Tuesday, September 18, 2012

The Sculpin

The sculpin is a bait fish in every stream, river, and lake, across the US. They can take many different shapes, sizes, and colors, but one this stays the same, every predatory fish loves to eat them!

This is why my smallmouth box is all brown and Olive, with just about every fly imitating a sculpin in some way, shape, or form. Look into my trout streamer boxes and you will find the same. Change the colors a bit to purple and pink and you have a strange bread of steelhead sculpin mixed into those boxes as well. The common theme to my streamer tying has revolved around these blunt nosed bait fish long enough, when someone asks me what I'm tying the response is always the same, "typical or of course you are", after I tell them "a new sculpin".

These bait fish are a soft bodied, big headed bottom dwelling fish, that if you flip of a rock you will often times find one scurry away under the next rock it can find, in its haste to hide again. This reaction can get any predatory fish moving closer waiting for it to jump out just at the right (or wrong if you are the sculpin) time. Other behaviors common among these fish are pretty simple and natural, they spend their entire life under water eating small nymphs, or algey off the rocks and pebbles.
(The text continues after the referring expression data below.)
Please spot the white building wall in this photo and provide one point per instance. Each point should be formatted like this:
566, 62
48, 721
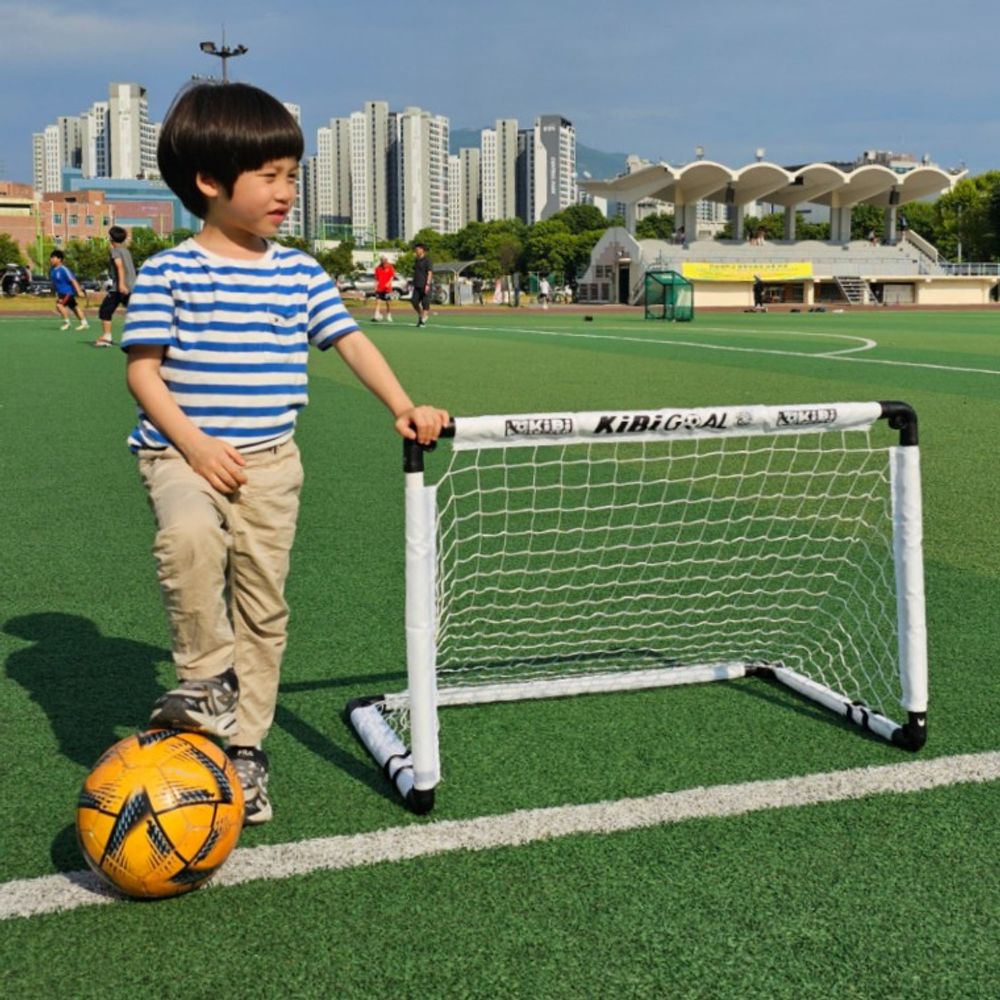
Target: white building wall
499, 170
471, 181
293, 224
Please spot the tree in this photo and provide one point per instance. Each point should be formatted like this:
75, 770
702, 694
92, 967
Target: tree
581, 218
966, 229
922, 219
549, 247
503, 251
145, 243
339, 260
437, 245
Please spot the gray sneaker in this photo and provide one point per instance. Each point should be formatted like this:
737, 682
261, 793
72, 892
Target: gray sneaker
204, 706
251, 766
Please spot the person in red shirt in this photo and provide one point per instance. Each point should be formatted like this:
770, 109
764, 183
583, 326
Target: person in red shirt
384, 274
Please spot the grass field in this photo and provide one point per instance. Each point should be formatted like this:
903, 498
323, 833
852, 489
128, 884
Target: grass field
896, 893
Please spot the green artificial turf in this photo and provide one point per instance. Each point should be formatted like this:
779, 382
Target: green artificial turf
891, 895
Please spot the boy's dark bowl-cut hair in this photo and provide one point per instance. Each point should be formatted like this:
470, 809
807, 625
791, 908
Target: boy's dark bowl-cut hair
221, 130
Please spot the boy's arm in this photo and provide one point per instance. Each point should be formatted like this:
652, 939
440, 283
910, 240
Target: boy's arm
212, 458
420, 423
120, 276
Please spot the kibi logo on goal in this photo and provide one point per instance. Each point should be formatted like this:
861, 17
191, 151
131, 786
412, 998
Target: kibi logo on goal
535, 426
808, 417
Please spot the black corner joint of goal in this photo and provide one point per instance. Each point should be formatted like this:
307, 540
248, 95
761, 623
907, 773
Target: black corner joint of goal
912, 735
413, 452
903, 418
420, 800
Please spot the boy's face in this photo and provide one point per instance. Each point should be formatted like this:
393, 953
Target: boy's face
260, 201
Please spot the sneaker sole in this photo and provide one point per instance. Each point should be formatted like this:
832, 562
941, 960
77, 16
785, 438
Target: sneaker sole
223, 726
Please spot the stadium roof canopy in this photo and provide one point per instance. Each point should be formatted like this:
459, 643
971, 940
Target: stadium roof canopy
836, 185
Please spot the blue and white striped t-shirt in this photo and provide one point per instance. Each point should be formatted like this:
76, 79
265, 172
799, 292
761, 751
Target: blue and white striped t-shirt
237, 336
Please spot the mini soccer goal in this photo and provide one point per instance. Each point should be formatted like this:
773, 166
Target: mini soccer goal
550, 555
668, 295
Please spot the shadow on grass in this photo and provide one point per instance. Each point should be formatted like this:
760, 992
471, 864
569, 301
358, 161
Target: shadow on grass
88, 684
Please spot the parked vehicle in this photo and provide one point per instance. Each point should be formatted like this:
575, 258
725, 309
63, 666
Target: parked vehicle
14, 279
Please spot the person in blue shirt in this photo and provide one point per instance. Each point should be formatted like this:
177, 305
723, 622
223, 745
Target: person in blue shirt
217, 333
67, 289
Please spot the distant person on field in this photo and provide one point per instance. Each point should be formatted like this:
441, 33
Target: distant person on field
218, 332
122, 270
384, 275
544, 292
67, 290
423, 274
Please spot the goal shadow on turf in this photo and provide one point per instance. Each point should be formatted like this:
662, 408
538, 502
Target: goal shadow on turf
88, 684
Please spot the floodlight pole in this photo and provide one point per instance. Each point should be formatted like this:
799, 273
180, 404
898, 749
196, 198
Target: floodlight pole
224, 53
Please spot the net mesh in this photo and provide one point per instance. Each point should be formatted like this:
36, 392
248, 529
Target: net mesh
571, 560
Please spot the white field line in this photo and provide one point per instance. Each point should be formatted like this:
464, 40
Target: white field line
53, 893
824, 356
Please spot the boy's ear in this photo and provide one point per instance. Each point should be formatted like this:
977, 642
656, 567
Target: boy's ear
207, 185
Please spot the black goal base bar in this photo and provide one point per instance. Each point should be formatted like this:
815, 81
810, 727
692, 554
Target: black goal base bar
911, 735
366, 718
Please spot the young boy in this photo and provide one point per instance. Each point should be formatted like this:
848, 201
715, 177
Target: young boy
217, 334
122, 280
67, 290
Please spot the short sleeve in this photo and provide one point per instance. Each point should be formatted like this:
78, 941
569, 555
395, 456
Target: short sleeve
150, 316
329, 319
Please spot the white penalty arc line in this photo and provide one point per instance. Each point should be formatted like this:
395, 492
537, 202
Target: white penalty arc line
824, 356
68, 891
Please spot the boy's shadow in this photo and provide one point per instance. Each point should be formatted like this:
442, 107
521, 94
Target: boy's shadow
88, 684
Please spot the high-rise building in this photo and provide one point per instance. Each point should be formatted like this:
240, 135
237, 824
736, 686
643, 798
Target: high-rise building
292, 226
470, 179
417, 172
546, 168
554, 186
56, 149
499, 170
133, 137
369, 187
332, 182
96, 140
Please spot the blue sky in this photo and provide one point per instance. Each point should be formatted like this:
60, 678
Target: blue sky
805, 81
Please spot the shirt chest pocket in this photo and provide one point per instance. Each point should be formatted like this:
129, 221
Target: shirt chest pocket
283, 316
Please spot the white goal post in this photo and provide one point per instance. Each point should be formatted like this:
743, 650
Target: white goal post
555, 554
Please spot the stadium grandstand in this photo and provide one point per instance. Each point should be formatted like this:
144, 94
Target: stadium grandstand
893, 267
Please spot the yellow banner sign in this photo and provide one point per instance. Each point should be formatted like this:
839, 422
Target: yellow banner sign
716, 271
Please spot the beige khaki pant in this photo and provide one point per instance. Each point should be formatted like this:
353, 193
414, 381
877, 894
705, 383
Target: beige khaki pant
222, 561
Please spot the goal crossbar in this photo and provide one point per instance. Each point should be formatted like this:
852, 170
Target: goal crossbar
576, 553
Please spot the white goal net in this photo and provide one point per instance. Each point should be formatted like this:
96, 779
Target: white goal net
560, 554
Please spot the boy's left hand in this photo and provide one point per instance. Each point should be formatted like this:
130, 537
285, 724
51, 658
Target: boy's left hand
422, 424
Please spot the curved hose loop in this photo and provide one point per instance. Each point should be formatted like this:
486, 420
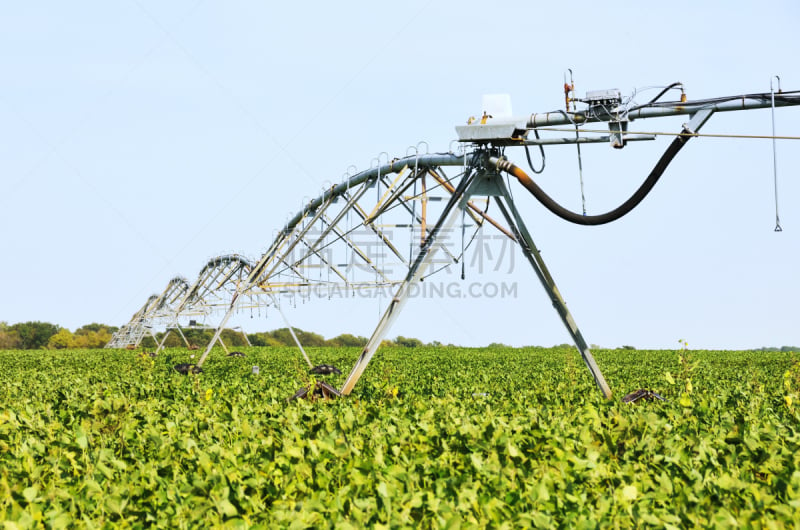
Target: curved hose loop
594, 220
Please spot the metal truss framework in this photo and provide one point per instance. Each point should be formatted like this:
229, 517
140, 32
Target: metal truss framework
391, 226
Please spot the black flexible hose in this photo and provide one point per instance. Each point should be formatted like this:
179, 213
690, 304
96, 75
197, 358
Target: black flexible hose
594, 220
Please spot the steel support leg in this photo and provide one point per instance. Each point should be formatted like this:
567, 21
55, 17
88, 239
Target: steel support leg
532, 254
415, 273
217, 334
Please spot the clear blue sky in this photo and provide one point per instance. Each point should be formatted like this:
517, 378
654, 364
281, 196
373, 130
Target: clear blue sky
140, 138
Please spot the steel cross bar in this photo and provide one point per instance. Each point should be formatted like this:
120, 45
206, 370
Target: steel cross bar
657, 110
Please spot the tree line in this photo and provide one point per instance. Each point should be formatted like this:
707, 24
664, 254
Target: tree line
44, 335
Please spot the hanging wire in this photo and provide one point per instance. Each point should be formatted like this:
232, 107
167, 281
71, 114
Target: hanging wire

Gliding along the sides of rocks in the shadows, trying to be stealthy, their main purpose in life is to survive another day. These little guys, or for the most part little guys can be seen up to 12 inches in some systems, and other species found in larger bodies of water cab be even larger.

Jesse talking to a large sculpin that ate a small egg pattern.

They can be fished many different ways and in many different sizes. Most of my sculpin patterns are on single hooks, sizes up to a 4, where others can be articulated on double 4s or even larger. After my last visit in MT, I discovered that most guides dead drift smaller sculpin under indicators in search of the large, smart, and in a way lazy browns. Others say that striping the fast along the bottom of the stream bottom is the most effective way to fish them. Me well I do all of the above, If its not a sculpin I'm probably not fishing it. So next time you are out flipping rocks looking at mayfly nymphs, pay closer attention when you lift the rock, looking for a fast moving trout meal. Match that hatch!

Top view of my latest Sculpin Fly Pattern 

My latest Sculpin Fly Pattern.


  1. Nice post. Just got a nice Brown on a sculpin last night. Check my posts


  2. I say we take a ride up to the Delaware and toss big streamers. It's that time!